O número exclui dividendos de participações minoritárias e efeitos não recorrentes. O resultado veio em linha com a estimativa do Banco Safra, mas ficou 7% abaixo do consenso de mercado.
O desempenho refletiu um trimestre mais difícil para a companhia, com menor geração eólica e margens mais pressionadas na área de comercialização de energia.
Receita cresce, mas decepciona
A receita líquida da Auren cresceu 6% na comparação anual. Ainda assim, ficou abaixo da projeção do Safra.
A principal pressão veio da área de comercialização, que registrou receitas menores no período. A companhia também foi afetada por recursos eólicos mais fracos, com geração de 1.152,5 megawatts médios no trimestre, queda de 10% em relação ao segundo trimestre de 2025.
Além disso, a restrição de geração eólica aumentou para 12,9%, ante 9% um ano antes. O índice, porém, ficou abaixo da estimativa do Safra, que era de 16,6%.
A companhia registrou R$ 71 milhões em ganhos de modulação, que compensaram parte das despesas ligadas às restrições de geração. No resultado líquido, esse efeito ficou negativo em R$ 27 milhões.
Comercialização pesa nas margens
A área de comercialização foi um dos principais pontos de pressão no trimestre.
As receitas ficaram abaixo do esperado, enquanto as margens também recuaram. Esse movimento refletiu compras de energia em patamar menor do que o estimado e um ambiente de rentabilidade mais apertado.
No balanço consolidado de energia, a Auren vendeu 38 megawatts médios na unidade de geração para o período entre 2026 e 2031. Na comercialização, foram vendidos 110 megawatts médios para o mesmo intervalo.
Apesar da estratégia de venda de energia para os próximos anos, o desempenho do trimestre mostrou menor contribuição da unidade comercial para o resultado consolidado.
Custos avançam menos que o previsto
Os custos totais, excluindo depreciação e amortização, subiram 15% em relação ao segundo trimestre de 2025. Mesmo assim, ficaram 12% abaixo da estimativa do Safra.
As compras de energia elétrica cresceram 16% na comparação anual, mas vieram abaixo do projetado, principalmente por causa do menor volume adquirido pela área de comercialização.

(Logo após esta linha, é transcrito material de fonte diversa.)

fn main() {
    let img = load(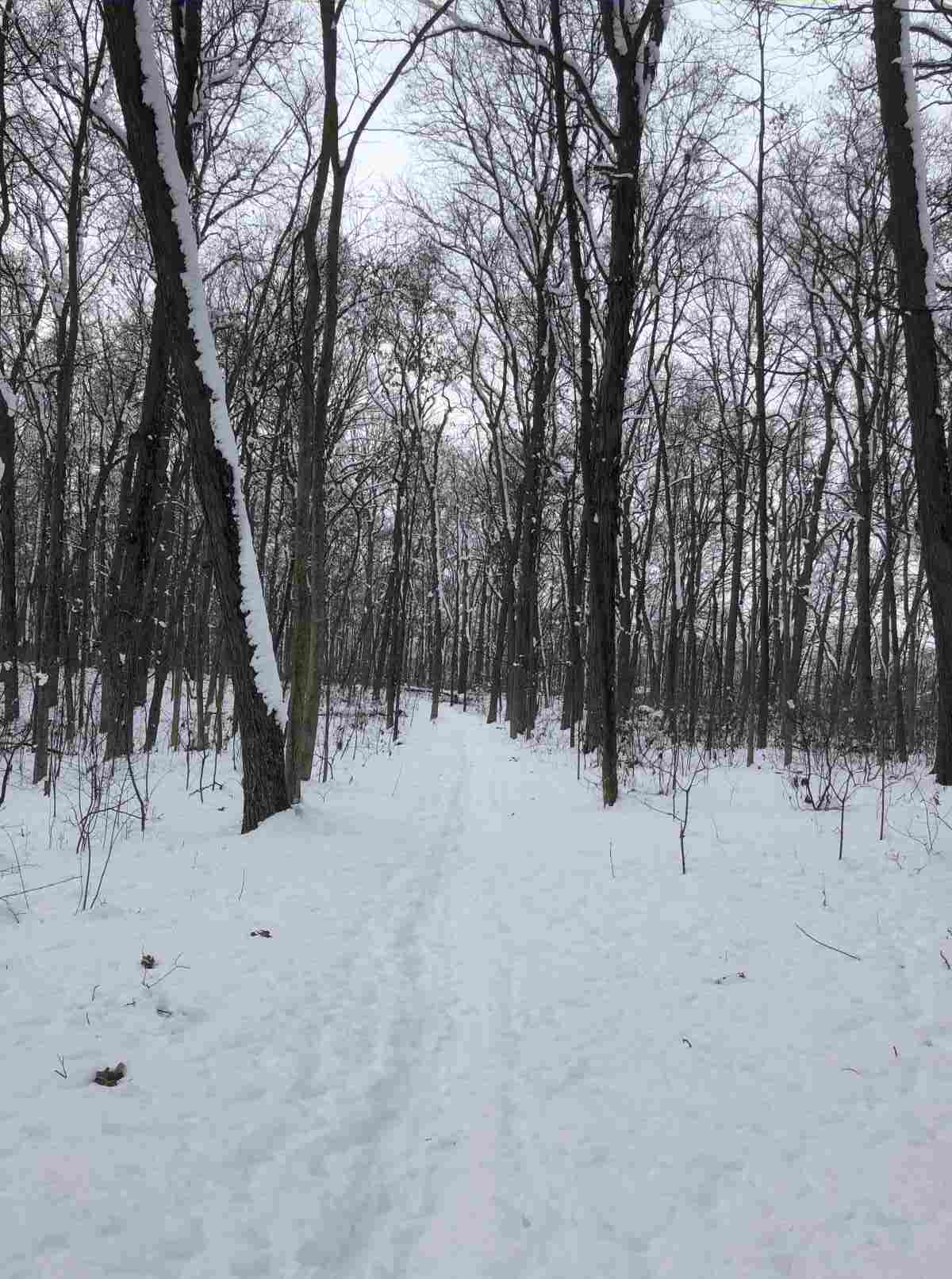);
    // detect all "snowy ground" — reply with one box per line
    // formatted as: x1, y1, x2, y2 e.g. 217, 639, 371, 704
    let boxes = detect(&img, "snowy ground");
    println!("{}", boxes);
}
0, 710, 952, 1279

Já as despesas com pessoal, materiais, serviços e outros custos somaram R$ 317 milhões. O valor ficou em linha com a expectativa do Safra e refletiu pressões de inflação, novos incentivos de longo prazo e outros gastos operacionais.
Com isso, a combinação de receitas menores e custos controlados levou a um resultado operacional ajustado em linha com o esperado.
Prejuízo supera estimativas
A Auren registrou prejuízo líquido de R$ 379 milhões no segundo trimestre de 2026. O resultado ficou abaixo da estimativa do Safra, que previa lucro de R$ 256 milhões.
A diferença veio principalmente do resultado financeiro, que ficou pior do que o esperado. As despesas aumentaram por causa da atualização monetária da dívida, em um período de inflação mais alta, além de custos associados à reorganização societária.
A linha de impostos também pesou no resultado. A companhia registrou impacto negativo de R$ 31,8 milhões, relacionado a tributos pagos sobre ativos renováveis no regime de lucro presumido e prejuízos fiscais decorrentes de custos financeiros.
Dívida segue elevada
A alavancagem da Auren chegou a 5,3 vezes a relação entre dívida líquida e EBITDA, levemente acima das 5,2 vezes registradas no trimestre anterior.
Apesar disso, a dívida líquida recuou para R$ 18,9 bilhões, ante R$ 19,1 bilhões no primeiro trimestre de 2026.
O indicador ainda exige atenção, especialmente em um cenário de despesas financeiras mais elevadas e geração eólica abaixo do potencial.
O que esperar da Auren
Na avaliação do Safra, a Auren apresentou um trimestre difícil, mas dentro do esperado.
Os principais impactos vieram de margens menores na comercialização, ventos mais fracos e despesas financeiras acima das estimativas. Além disso, os ganhos de modulação não foram suficientes para compensar integralmente os efeitos das restrições de geração.
O mercado deve seguir atento aos desdobramentos sobre o reembolso das restrições de geração. Esse tema pode funcionar como um dos principais gatilhos para as ações da companhia.
Ainda assim, o Safra vê a Auren negociando a uma taxa interna de retorno de 13,8%, acima da média do setor. Por isso, mantém recomendação de desempenho acima da média para o papel.